Wij hebben te zijner tijd in het licht gesteld dat de eerste Duitse omwenteling (1516-1536) zich hoofdzakelijk tot de landbouwers beperkt heeft. Ook dat een streven naar de Duitse eenheid en communistische elementen daarin gemengd waren. Het resultaat van gezegde omwenteling was een gedeeltelijke kerkhervorming alsmede de overwinning van de landsvorsten en de grondadel. De Tweede Duitse revolutie die wij thans te bespreken hebben (1848/49) is in hoofdzaak een burgerlijk-liberale en nationale beweging geweest, waarin ook denkbeelden van een sociale hervorming een rol hebben gespeeld.

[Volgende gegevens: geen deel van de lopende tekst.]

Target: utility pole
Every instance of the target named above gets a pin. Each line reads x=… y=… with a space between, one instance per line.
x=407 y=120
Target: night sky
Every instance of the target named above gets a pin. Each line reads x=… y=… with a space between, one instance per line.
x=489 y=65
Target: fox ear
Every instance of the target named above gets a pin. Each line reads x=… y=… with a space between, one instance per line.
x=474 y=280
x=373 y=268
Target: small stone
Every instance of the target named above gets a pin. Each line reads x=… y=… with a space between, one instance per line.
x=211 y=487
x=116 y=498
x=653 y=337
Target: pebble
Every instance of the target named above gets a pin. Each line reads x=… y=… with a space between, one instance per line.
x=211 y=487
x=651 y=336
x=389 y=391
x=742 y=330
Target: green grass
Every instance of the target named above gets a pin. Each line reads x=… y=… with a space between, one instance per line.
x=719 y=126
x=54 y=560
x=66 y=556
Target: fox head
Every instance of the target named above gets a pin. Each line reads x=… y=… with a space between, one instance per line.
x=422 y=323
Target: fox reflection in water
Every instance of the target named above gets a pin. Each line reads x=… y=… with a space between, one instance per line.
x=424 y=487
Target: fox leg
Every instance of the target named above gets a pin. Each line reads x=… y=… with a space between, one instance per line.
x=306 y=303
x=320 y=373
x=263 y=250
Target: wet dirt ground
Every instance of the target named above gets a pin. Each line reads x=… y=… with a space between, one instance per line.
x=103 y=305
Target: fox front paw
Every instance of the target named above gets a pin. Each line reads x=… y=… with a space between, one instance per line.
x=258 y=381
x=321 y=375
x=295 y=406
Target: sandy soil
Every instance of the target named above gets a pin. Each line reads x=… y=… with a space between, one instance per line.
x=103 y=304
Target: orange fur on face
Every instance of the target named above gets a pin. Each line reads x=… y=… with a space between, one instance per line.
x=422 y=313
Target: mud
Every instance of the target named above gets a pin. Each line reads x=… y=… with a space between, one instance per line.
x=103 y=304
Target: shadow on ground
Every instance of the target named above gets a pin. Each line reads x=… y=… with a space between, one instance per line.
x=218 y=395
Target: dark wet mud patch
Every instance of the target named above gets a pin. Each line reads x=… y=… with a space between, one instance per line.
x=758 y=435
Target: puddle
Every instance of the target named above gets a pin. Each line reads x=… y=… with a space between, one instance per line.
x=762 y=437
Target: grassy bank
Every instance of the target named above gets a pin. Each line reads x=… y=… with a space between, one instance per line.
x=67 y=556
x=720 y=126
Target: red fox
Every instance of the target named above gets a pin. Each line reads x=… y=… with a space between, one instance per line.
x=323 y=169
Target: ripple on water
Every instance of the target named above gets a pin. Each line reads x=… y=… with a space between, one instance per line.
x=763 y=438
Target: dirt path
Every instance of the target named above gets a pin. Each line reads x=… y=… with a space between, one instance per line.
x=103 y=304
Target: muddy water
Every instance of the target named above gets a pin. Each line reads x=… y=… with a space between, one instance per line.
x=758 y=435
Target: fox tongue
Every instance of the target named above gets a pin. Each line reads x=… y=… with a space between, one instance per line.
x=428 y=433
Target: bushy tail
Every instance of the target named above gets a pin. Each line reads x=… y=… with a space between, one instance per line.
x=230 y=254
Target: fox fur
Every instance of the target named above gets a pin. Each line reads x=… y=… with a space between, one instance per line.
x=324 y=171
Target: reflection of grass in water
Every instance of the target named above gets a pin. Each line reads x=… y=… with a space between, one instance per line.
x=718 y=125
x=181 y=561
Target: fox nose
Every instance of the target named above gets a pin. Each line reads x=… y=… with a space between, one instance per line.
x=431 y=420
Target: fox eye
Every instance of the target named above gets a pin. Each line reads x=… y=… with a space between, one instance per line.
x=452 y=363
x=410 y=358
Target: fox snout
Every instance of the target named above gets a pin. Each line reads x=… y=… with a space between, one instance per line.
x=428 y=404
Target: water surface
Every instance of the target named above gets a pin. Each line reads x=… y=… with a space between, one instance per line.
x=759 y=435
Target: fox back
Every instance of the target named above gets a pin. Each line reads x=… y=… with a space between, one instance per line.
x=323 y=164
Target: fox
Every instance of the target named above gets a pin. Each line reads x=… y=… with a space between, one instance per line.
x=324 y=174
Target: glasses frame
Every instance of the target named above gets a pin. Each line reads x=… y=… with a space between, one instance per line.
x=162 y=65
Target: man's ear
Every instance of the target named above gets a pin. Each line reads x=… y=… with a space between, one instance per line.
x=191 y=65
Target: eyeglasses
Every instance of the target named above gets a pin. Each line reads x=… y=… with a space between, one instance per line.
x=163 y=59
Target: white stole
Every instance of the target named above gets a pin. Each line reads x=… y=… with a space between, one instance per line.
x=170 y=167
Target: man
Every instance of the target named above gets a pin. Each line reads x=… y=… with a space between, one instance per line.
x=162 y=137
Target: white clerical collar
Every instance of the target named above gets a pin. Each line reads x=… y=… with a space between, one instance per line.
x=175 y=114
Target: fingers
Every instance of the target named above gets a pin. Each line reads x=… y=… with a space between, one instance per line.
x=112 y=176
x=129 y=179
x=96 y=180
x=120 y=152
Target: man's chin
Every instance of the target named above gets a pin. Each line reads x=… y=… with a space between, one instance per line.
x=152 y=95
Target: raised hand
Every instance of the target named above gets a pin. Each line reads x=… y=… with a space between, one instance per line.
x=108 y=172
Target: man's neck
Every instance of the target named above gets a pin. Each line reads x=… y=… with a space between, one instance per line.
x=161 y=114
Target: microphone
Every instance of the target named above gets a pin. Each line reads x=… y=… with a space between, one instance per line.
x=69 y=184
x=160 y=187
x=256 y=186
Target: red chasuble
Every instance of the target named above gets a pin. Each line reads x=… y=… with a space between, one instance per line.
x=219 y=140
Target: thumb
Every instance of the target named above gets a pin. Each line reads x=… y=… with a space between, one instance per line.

Het politiek verloop van de Tweede Duitse revolutie is — kort samengevat — als volgt geweest. Zowel in Oostenrijk als in Pruisen — derhalve de twee belangrijkste bondsstaten — was sinds 1830 het streven van de burgerij steeds meer gericht geweest op de verwijdering van het absolute monarchaal gezag en van de nationale verbrokkeling, en voorts op de bevordering van het liberalisme en van de nationale eenheid. In de kleine bondsstaten — in het bijzonder in Zuid-Duitsland — openbaarde dit drijven zich in nog sterkere mate. De onafgebroken geldnood van de regeringen kwam de burgerij uitnemend te stade en stelde haar in de gelegenheid tegenover de vorsten nadrukkelijk voor haar eisen op te komen. Reeds tegen het einde van 1847 heerste een sterke geest van verzet en toen de mare van de Parijse Februarirevolutie (1848) in Duitsland doordrong, brak ook hier de storm los, — de 13 maart in Wenen en de 18de van dezelfde maand in Berlijn. In de kleinere bondsstaten was de gisting reeds sinds einde februari gaande. Aanvankelijk bogen de vorsten en de adel het hoofd voor de opstekende storm. Zij namen de vlucht of verklaarden zich eensgezind met de revolutie, in de hoop aldus tenminste het leven te redden. Maar de golven van de omwenteling kwamen weldra tot rust, voor een deel tengevolge van de aangeboren behoudzucht van de Duitse burgerij, — voor een deel ook tengevolge van haar vrees voor het proletariaat dat, zoals wij in een volgend hoofdstuk zullen vernemen, met sociaal-politieke eisen optrad.

In Berlijn werden door de burgerlijke ministers onderhandelingen geopend met de kroon, ten einde tot overeenstemming te komen aangaande een grondwet en een burgerlijk-adellijke coalitieregering. In Wenen wenste de burgerij in de eerste plaats een keizerlijk hof in haar midden terug te zien en de rust en orde te herstellen die voor het zakenleven onmisbaar zijn.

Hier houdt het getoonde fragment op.